Hysterical Children

That is what the post-war generation have managed to raise.

A shop in Surrey is facing racism allegations amid calls to remove an image that appears to show black people working on a tobacco plantation overseen by white men, after a friend of the Duke and Duchess of Sussex saw it while shopping.

Okay. Given that it shows a period in history, that’s quite possible. After all, that is the history of tobacco. So what? It’s the distant past. Get over it.

Misan Harriman, the chairman of London’s Southbank Centre and a photographer who has taken portraits of the Sussexes, said he was speechless when he spotted the image behind the counter in Farrants in Cobham while shopping for his daughters on Tuesday, adding he was lucky they were not in the shop with him.

Not so speechless he couldn’t find the voice to whine like a bleedin’ foghorn about it. So not speechless at all. I mean, if you don’t like it, don’t go in there. Problem solved. Personally, I’d find it a bit odd to have such an image in today’s over sensitive times, but I wouldn’t make a fuss about it, because images from history don’t cause me to have a fit of the vapours. I went to the family of man display in Clervaux a few years back. Now there are some harrowing images in that exhibition if you are of a disposition to get all worked up. But I didn’t, because I’m a mature adult who can look at an image and not throw a wobbly over it.

“This shop in the middle of a Surrey high street thinks it’s normal to have that type of imagery next to where I could go and buy toys for my children.”

In a post on Facebook, he added: “This is in a family store, this imagery is massive triggering and racist. And there is no conceivable reason it should be there!”

He has children? He certainly behaves like one.

In another video posted on social media on Wednesday, Harriman said it was unacceptable that it had not been removed given that people had explained the “generational trauma and damage that is caused from imagery like this.”

“You now know that it’s dangerous,” he added.

Dangerous, FFS! Get over yourself. Of course it’s not dangerous. You don’t like it. I might not like it (actually, I’m indifferent). The difference is that I don’t behave like a massive arse who goes onto Twatter  (oh, sorry X) and makes a fuss about nothing.

12 Comments

  1. This guy is dangerous so ideally he should be sectioned and his children taken away from him permanently

  2. People used to compete to hunt the largest stag, catch the heaviest fish, race the fastest horse and so on. In these civilised times people have to hunt the largest cause of offence they can identify and big it up to their chums – because there are not that many now in real life.

  3. Oh the left, the hypocrisy is strong in this one. He visits a specialist smoking shop. So he smokes? In front if his children? Isn’t that child abuse?

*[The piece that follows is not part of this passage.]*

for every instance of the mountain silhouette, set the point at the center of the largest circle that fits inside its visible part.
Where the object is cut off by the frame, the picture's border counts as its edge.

    Oh but he didn’t take the kiddies into the shop bur if he had, they would be triggered…..

    So he left his kiddies roaming free and unsupervised? That’s neglect.

    It’s easy, isn’t it, this moral outrage shit.

    • Or he could have heard about this poster from somewhere and gone in there specifically to be “outraged”

  4. Slightly less stupid than the woman who kicked off in a Northern pub over a photo of coal miners emerging from a pit with blackened faces I suppose.

    • I do wish people wouldn’t keep apologising to these idiots. How about calling them out for their ignorance and stupidity instead? Point out that the picture depicts an actual real life situation, something from reality land. Tell the morons to educate themselves and to STFU until they have done so.

  5. I’ve seen pictures of poor mill workers in Lancashire where my father and grandfather worked as poor mill workers. Should I have been triggered? Asking for future reference.

    Just imagine how traumatic it would be if my son or grandsons saw those pictures!

  6. “This is exhausting and damaging to many people.”

    Yes. Yes, it is. Fortunately it’s in the Guardian, so we can all ignore it and get on with our lives.

  7. I wonder if he’s outraged by his fellow ethnics stabbing each other to death every day in London? Or by the behaviour of them in Oxford St yesterday? Doubtful.

  8. Too many professional offense takers nowadays. Looking for things to be outraged about seems to be a full time job for many.